Unfortunately strobe images come out looking a little clinical for my tastes. But then again, they are all just tools it really depends upon how you use them.
Monday, May 23, 2005
Dropin' in for Lunch
It was a good weekend. It was the 40th anniversary
of the Santa Barbara Arts and Crafts show.
The show is usually only on Sundays, but since it was a special occasion
some of the artists were out there on Saturday too.
Unfortunately it was a big weekend for other things in town. A car show and a Volleyball tournament combined with temperatures 13 degrees above made for a slow weekend. The good thing is, I am not just out there for the sales. :-)

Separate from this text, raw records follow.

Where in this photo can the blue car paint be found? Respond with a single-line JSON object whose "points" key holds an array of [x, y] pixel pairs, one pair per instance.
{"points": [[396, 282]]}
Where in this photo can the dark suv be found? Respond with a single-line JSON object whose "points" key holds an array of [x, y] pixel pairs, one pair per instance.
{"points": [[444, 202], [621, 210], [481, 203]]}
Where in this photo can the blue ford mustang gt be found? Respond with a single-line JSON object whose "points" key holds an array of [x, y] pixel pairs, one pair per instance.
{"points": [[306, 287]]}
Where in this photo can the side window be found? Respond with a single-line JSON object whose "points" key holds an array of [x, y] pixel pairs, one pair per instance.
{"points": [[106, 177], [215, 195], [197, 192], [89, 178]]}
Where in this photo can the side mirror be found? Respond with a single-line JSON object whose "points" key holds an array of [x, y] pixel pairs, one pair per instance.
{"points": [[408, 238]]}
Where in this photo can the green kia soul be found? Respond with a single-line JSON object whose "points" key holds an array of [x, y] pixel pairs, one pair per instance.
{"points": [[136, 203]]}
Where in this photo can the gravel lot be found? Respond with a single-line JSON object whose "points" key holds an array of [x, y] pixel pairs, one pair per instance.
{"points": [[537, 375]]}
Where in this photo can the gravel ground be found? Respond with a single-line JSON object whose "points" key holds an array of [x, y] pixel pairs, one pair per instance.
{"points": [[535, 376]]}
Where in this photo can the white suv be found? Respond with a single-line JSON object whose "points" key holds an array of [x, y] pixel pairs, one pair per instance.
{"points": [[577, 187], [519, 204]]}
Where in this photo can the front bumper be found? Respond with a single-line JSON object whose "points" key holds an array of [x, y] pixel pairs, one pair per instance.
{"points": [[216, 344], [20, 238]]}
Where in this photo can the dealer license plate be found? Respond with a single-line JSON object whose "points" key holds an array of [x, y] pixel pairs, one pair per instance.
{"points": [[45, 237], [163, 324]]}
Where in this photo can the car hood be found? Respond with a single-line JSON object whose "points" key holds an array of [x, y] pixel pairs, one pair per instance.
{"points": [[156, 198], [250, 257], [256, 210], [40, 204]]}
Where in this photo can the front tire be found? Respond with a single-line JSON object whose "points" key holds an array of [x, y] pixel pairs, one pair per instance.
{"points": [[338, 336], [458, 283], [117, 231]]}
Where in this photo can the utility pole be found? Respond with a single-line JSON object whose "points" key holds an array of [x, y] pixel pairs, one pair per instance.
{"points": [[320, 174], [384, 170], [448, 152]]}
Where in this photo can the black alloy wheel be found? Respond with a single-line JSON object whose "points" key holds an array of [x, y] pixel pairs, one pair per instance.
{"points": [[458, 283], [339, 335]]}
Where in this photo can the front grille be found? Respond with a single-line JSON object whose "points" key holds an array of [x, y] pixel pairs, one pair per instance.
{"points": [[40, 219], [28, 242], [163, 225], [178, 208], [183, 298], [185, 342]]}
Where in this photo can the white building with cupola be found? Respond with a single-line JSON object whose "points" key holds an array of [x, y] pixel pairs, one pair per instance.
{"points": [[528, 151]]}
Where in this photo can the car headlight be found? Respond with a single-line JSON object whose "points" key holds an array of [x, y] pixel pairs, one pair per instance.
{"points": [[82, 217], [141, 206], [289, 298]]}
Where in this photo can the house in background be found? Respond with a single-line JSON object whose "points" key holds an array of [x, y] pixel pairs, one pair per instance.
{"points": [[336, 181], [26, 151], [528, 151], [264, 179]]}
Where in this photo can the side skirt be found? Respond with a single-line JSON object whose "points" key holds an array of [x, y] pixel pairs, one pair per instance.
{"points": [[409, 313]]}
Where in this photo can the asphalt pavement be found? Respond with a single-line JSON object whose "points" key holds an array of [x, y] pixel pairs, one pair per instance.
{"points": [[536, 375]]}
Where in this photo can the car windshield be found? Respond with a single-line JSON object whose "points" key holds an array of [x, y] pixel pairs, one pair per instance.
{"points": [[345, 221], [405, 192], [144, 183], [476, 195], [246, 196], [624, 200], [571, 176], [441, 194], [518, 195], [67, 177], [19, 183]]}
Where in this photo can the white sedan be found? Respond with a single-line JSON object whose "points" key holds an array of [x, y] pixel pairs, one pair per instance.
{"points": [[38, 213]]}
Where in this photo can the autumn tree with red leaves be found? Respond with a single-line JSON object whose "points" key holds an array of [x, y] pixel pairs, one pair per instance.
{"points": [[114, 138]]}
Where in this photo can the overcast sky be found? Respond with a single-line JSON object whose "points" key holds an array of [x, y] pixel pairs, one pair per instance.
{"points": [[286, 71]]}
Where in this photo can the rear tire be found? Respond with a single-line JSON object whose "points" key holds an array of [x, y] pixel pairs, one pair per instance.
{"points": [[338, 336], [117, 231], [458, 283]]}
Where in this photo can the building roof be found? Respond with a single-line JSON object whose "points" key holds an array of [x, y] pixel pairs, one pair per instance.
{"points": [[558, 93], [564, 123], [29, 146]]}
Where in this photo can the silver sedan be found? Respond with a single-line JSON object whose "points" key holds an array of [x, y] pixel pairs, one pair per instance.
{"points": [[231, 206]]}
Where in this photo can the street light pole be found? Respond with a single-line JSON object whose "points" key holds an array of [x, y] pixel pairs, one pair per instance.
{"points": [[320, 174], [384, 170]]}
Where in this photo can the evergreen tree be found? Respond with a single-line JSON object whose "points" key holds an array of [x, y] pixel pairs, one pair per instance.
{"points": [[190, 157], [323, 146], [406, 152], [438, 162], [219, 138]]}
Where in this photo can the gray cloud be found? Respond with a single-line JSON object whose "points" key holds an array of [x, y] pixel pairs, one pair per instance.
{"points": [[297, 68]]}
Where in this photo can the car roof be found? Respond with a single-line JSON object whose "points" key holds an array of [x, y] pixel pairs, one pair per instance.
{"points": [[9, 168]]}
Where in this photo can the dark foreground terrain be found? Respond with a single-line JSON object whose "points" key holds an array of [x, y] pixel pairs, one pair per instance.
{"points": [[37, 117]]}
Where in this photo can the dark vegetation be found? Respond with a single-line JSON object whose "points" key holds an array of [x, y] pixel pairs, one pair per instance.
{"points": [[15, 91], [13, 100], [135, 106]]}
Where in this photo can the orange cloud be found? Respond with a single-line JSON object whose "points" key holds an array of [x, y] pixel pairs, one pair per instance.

I love talking to people about my photography. Hummingbirds in particular seem to bring about great conversations. I have heard wonderful stories about peoples' interactions with these amazing creatures.

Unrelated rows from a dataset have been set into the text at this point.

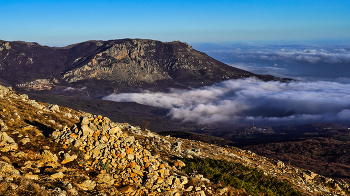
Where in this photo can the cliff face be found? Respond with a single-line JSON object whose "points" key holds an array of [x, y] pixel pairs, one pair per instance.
{"points": [[140, 62], [115, 63]]}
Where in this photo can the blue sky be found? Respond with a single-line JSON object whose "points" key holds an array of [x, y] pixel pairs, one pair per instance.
{"points": [[61, 22]]}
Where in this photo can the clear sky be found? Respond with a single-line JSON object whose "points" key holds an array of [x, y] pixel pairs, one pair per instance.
{"points": [[63, 22]]}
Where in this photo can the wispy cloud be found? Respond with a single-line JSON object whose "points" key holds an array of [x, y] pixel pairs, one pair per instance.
{"points": [[308, 54], [247, 100]]}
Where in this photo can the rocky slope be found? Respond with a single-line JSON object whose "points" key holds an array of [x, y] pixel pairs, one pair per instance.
{"points": [[51, 150], [109, 66]]}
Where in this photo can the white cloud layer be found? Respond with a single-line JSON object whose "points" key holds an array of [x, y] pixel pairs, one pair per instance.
{"points": [[248, 100], [309, 54]]}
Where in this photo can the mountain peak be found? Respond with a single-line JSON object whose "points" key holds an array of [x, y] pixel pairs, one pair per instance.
{"points": [[115, 65]]}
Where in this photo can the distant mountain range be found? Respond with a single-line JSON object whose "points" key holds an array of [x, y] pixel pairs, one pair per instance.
{"points": [[102, 67]]}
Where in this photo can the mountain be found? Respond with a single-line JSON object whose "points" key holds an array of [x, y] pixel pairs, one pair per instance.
{"points": [[47, 149], [102, 67]]}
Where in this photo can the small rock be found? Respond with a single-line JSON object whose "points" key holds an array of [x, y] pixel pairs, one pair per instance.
{"points": [[25, 140], [53, 108], [57, 175], [87, 185], [104, 180], [68, 158], [31, 176]]}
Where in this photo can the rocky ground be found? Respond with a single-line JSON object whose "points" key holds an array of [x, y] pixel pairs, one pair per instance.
{"points": [[51, 150]]}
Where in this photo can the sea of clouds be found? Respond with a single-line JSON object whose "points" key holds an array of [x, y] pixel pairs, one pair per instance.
{"points": [[251, 100], [321, 92]]}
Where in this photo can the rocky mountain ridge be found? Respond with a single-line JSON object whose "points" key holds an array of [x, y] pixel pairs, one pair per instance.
{"points": [[114, 64], [51, 150]]}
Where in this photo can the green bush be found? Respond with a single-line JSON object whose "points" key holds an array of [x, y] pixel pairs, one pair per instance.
{"points": [[254, 181]]}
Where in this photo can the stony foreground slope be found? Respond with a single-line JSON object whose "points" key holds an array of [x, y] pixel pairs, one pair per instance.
{"points": [[52, 150]]}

Today I talked to a very nice couple visiting from Germany, they had been traveling the coast and seemed to be having a wonderful time. We talked about Big Sur and Julia Pfeiffer Burns State Park where they had been. And the wonderful hummingbirds they had seen. The man told me how he had just mentioned to his wife how the perfect job would be to travel up and down the California Coast and take pictures of nature and wildlife, and there I was!
So today's photo of the day was his choice. From the selection of Hummingbird prints I had at the beach, this was his favorite.

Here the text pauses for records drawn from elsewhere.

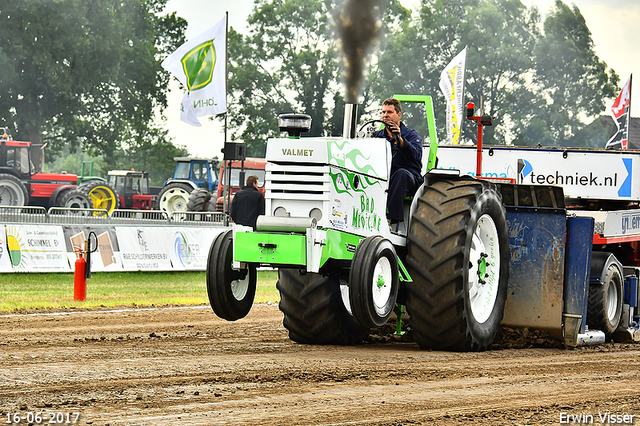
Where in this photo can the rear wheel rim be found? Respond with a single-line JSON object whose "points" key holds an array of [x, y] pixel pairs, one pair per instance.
{"points": [[484, 268], [102, 198], [612, 301]]}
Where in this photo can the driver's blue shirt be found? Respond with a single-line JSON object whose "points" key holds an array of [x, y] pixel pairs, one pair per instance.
{"points": [[408, 157]]}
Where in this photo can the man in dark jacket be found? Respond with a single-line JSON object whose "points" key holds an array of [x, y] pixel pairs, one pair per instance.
{"points": [[406, 166], [248, 204]]}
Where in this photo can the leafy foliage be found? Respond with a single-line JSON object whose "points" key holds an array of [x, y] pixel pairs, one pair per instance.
{"points": [[85, 73], [540, 86], [539, 77]]}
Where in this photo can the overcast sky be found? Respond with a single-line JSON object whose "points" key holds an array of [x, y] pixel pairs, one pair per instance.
{"points": [[613, 24]]}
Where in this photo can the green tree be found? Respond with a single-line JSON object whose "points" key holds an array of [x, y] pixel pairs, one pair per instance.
{"points": [[84, 72], [531, 81], [288, 63]]}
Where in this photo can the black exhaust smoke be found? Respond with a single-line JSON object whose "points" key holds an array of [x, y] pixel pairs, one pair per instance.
{"points": [[358, 25]]}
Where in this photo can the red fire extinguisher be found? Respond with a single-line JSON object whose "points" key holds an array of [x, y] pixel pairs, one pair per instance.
{"points": [[83, 269]]}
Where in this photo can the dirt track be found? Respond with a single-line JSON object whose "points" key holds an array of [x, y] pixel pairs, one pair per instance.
{"points": [[186, 366]]}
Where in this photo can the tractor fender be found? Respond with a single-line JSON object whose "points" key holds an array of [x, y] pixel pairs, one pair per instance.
{"points": [[58, 192], [600, 261], [186, 182]]}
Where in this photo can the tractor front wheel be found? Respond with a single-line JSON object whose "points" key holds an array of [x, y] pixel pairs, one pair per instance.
{"points": [[313, 310], [458, 257], [373, 281], [230, 291]]}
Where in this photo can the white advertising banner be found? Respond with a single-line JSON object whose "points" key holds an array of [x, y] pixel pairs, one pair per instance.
{"points": [[37, 248], [145, 248], [452, 86], [5, 261], [106, 257], [191, 247]]}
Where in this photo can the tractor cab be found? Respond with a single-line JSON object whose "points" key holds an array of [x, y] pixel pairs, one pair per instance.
{"points": [[202, 172], [133, 188]]}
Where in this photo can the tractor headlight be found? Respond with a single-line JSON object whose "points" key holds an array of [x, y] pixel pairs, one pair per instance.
{"points": [[294, 124]]}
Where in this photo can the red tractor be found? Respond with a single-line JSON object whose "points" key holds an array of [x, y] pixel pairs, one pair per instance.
{"points": [[22, 184]]}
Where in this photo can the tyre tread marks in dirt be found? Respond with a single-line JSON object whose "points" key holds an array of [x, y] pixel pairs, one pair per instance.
{"points": [[166, 195], [200, 201], [599, 308], [313, 310], [74, 198], [438, 261], [12, 191], [102, 195], [219, 279]]}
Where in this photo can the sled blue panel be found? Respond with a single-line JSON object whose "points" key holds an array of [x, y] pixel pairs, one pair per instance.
{"points": [[631, 291], [536, 268], [576, 276]]}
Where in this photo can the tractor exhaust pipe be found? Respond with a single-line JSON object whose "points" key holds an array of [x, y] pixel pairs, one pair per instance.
{"points": [[350, 120]]}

Saturday, February 19, 2005
Proof that dragons once roamed the earth! (or at least the skies)
Don't believe me? Well imagine this guy's great-great-great-gran'daddy with a wingspan of well over half a meter. Making them among the largest flying insects ever known, and the largest thing in the sky at the time. Of course that was millions of years ago. In fact, these insects were around long before the dinosaurs.
- Living fossils
Other interesting plants and animals that have remained virtually unchanged since pre-historic times.
- The Wollemi Pine
Perhaps that giant dragon flew over these trees. The trees were thought to be extinct until 1994 when a small grove of them was found near Sydney Australia. You will soon be able to help preserve the tree by purchasing one of them (cultivated in captivity) for your garden.
Monday, January 3, 2005
Humming birds are incredible to watch, this guy was sitting in a huge Bougainvillea above my head. They have a habit of making a sound that makes you think they are dive-bombing you but they are usually sitting still when they make that sound. When they call they put their beak in the air and the feathers on their throat stick straight out. This photo was taken just after he had made the call and he was in the middle of a good post-breakfast stretch.